A aleg(o)ria do triciclo…


Joana, Joaninha para os amigos do colégio, era uma pequenininha menina de 5 anos, cheia de genica e já com vincados traços de personalidade.
Inserida na já vasta, mas muito pouco definida, classe média, tinha nos pais trabalhadores a sua fonte de sustento e bem-estar.
Os pais de Joaninha, haviam-lhe prometido a compra de um triciclo, sendo que, tinha a premissa de ser melhor do que o da Carlinha do 3ºEsq.Como é certo e sabido, uma promessa destas, feita a uma criança, nunca será esquecida, alias, será mesmo reforçada, pelas trezentas e cinquenta e duas vezes que ela levará a repetir que “temos de ir comprar o triciclo” acrescentando às duzentas e vinte e duas vezes que dirá “quando é que vamos ao triciclo mama?” ou ainda “é hoje papá, é hoje?”.
Era chegado o grande dia, Joaninha saiu bem cedo de casa, com um sorriso que dava duas voltas na cara, em busca do triciclo multicolor que havia de envergonhar a vizinha “apressada”.
A frase mais ouvida no modesto carro da família era “vamos papá, mais deforça, depressa, olha eles todos, mais rapidinhos que nós papá!!”.
Depois de enfrentar uma enorme fila de Domingo, chegaram finalmente ao paraíso dos triciclos, eles era altos, baixos, de três rodas, de quatro, coloridos, cinzentões, com pedais, com motor, enfim, parecia a escolha do rapaz mais giro da classe. Qual o mais giro? Qual o mais forte? Qual tem mais charme? Qual me irá arrancar um sorriso? Qual me fará rir? Qual será mais meu amigo? Qual chegará a casa com as rodas limpas? Enfim, um nunca mais acabar de questões pertinentes.
Depois de muito escolher, Joaninha, levou um esbelto triciclo multicolor, que na sua consciência de menina pespineta de 5 anos iria encher de inveja a sua amiga Carla.
O sol já ia murcho pelo horizonte, quanto a absolutamente exausta família chegou a casa. Obviamente que Joaninha, teve de ir de triciclo multicolor até ao andar da amiga apenas para lhe fazer inveja. “Já viste o meu triciclo novo, Carlinha?” “É giro não é?””Vamos dar uma voltinha na rua?” A amiga acedeu, embora renitente e com ar de quem adivinhava o que ia ouvir o resto da tarde.
O meu é isto, faz aquilo, toda a gente olha, é fantástico, maravilhoso, tira bicas, faz tostas, é o melhor…enfim, as horas passaram e Carlinha já não aguentava mais. De lágrimas a aflorar os olhos, Carlinha escutou na voz da mãe, que a chamava para jantar, a salvação daquele momento absolutamente constrangedor. Nunca mais se falaram. Carlinha acabou por se mudar nesse mesmo verão, devido a uma proposta de trabalho que o pai teria arranjado no norte do país.
Passaram os anos, sararam as mágoas, e por obra daquele personagem, muito falado mas nunca identificado, foram novamente juntas pelo tal destino. Os velhos tempos, vieram a baila, passaram uma borracha sobre o assunto e seguiram em busca dos “triciclos” apropriados a sua idade, tiveram historias bem diferentes, com sortes bem distintas, que contarei num outro dia…e pensar que tudo isto poderá ter começado com um triciclo…

Comentários

Amorphico disse…
Gosto do que fazes com as palavras. Parabéns.

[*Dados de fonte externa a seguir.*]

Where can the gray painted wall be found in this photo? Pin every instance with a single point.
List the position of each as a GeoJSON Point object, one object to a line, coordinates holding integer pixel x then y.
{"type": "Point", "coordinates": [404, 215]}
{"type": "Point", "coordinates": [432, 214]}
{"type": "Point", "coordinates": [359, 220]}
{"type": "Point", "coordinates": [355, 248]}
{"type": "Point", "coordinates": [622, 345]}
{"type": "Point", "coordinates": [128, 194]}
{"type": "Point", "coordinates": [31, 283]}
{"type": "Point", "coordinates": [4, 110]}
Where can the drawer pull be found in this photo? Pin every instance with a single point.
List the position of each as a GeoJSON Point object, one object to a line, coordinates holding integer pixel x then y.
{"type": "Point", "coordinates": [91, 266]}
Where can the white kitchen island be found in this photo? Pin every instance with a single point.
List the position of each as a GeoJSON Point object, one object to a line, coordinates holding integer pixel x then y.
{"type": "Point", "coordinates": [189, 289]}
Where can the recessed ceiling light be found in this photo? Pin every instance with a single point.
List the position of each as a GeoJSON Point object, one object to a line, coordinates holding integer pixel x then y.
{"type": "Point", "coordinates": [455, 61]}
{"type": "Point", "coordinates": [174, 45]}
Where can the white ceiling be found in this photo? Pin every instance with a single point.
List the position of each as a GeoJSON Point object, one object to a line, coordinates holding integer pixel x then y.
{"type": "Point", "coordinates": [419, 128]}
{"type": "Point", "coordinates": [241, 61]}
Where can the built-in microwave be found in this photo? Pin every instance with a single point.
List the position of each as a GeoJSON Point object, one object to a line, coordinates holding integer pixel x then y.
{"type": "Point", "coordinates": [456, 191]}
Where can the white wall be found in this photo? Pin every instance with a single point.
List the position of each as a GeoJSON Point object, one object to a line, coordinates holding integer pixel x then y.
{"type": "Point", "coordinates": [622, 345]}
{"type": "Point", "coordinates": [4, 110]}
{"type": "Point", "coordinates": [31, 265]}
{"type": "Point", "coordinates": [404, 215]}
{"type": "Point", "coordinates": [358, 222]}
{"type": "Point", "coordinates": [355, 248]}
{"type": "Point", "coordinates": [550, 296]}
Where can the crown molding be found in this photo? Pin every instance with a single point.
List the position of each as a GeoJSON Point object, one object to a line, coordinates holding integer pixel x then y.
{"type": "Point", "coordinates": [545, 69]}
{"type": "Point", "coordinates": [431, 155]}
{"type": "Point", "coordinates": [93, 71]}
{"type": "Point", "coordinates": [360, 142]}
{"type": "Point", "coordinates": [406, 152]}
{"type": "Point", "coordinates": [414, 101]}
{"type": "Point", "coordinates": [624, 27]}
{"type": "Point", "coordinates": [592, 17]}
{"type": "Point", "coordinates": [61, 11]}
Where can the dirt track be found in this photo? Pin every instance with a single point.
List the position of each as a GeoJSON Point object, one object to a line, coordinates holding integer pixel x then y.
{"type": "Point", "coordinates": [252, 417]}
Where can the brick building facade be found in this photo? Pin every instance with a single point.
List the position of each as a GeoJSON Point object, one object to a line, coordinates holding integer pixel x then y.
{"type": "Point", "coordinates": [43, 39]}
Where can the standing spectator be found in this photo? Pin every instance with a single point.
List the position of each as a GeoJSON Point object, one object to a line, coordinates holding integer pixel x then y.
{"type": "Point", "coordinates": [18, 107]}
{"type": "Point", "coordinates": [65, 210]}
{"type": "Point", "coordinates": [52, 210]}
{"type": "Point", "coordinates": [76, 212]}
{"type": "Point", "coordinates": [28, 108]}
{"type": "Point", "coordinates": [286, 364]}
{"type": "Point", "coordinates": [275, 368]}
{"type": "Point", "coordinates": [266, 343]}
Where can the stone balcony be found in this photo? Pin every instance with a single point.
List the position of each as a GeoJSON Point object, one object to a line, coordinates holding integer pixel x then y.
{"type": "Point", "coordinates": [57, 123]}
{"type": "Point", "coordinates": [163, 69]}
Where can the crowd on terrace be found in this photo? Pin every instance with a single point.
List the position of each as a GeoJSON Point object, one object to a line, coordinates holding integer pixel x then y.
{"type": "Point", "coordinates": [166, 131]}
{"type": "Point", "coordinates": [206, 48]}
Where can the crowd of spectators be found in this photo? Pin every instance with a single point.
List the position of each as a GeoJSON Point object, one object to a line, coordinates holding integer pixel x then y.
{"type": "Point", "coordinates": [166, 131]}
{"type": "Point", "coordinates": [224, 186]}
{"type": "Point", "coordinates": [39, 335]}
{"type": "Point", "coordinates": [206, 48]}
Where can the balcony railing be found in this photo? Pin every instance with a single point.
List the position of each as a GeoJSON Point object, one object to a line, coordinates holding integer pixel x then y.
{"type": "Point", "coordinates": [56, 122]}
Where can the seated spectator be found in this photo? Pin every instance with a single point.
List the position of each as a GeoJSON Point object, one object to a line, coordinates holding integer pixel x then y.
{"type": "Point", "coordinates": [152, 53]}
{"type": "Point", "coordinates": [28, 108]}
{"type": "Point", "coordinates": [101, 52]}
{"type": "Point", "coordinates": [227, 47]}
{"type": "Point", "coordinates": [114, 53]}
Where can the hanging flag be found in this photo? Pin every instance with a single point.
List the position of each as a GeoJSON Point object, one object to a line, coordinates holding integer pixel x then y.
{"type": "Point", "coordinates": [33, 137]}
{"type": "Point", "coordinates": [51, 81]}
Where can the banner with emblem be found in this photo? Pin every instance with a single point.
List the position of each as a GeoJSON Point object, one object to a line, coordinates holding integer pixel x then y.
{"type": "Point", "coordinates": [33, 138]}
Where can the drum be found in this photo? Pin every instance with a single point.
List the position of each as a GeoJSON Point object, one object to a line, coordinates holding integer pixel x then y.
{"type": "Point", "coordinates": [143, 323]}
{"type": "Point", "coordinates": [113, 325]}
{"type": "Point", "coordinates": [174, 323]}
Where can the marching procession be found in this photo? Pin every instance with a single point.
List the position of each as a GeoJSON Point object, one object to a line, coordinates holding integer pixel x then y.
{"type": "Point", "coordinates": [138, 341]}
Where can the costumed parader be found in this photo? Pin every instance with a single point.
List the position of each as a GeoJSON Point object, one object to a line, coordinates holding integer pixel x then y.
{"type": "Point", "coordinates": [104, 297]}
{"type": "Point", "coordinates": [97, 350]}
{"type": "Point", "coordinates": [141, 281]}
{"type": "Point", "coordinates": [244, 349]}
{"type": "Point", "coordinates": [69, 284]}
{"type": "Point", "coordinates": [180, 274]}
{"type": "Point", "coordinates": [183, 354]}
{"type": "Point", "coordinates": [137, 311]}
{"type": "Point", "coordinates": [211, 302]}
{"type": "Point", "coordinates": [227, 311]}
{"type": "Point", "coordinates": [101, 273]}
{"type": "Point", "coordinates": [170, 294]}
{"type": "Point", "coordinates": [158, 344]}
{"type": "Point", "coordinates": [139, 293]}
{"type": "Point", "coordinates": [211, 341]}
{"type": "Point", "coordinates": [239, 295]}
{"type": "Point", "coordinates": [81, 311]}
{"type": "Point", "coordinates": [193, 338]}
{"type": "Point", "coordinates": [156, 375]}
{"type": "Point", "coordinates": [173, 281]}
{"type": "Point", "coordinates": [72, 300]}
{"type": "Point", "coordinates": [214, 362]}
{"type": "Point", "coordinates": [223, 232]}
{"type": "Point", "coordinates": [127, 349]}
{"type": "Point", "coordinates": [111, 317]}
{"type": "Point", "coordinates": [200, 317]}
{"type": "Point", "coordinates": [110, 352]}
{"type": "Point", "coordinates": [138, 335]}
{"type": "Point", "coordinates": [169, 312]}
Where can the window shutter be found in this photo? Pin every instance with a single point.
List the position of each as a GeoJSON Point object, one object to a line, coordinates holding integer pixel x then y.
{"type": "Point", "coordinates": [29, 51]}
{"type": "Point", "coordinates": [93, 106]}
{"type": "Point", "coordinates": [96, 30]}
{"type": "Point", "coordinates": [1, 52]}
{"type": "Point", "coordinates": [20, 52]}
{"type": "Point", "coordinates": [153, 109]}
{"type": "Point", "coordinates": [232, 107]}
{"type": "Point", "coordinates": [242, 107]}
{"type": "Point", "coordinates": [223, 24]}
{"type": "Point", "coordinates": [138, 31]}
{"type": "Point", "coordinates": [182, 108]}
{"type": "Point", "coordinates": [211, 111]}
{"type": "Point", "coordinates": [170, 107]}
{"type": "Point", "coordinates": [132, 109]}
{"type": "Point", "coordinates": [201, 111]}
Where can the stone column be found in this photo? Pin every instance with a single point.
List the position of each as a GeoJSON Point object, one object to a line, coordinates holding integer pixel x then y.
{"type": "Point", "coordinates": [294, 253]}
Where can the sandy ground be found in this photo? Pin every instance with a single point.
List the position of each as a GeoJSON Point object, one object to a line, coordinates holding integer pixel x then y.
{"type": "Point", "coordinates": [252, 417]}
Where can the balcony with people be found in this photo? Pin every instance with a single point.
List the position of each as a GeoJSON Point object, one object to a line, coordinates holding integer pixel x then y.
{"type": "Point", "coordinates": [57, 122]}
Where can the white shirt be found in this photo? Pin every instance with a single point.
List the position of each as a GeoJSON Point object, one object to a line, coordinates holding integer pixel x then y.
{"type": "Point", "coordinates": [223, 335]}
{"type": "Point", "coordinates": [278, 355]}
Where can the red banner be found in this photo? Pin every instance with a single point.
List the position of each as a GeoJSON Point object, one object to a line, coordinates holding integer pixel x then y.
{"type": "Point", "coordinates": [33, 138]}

ps: "tira bicas, faz tostas" ?!?
vê lá o que é que a tua criança de cinco anos vai querer a seguir :)
Olavo disse…
Obrigado amorphico.
Eu gosto do que as palavras fazem comigo.
Sorrindo e caminhando, a vida vamos levando...
Amorphico disse…
Admirável a tua postura!

Faz-me lembrar:
"Não tenhas planos para a vida para não estragares os planos que a vida tem para ti."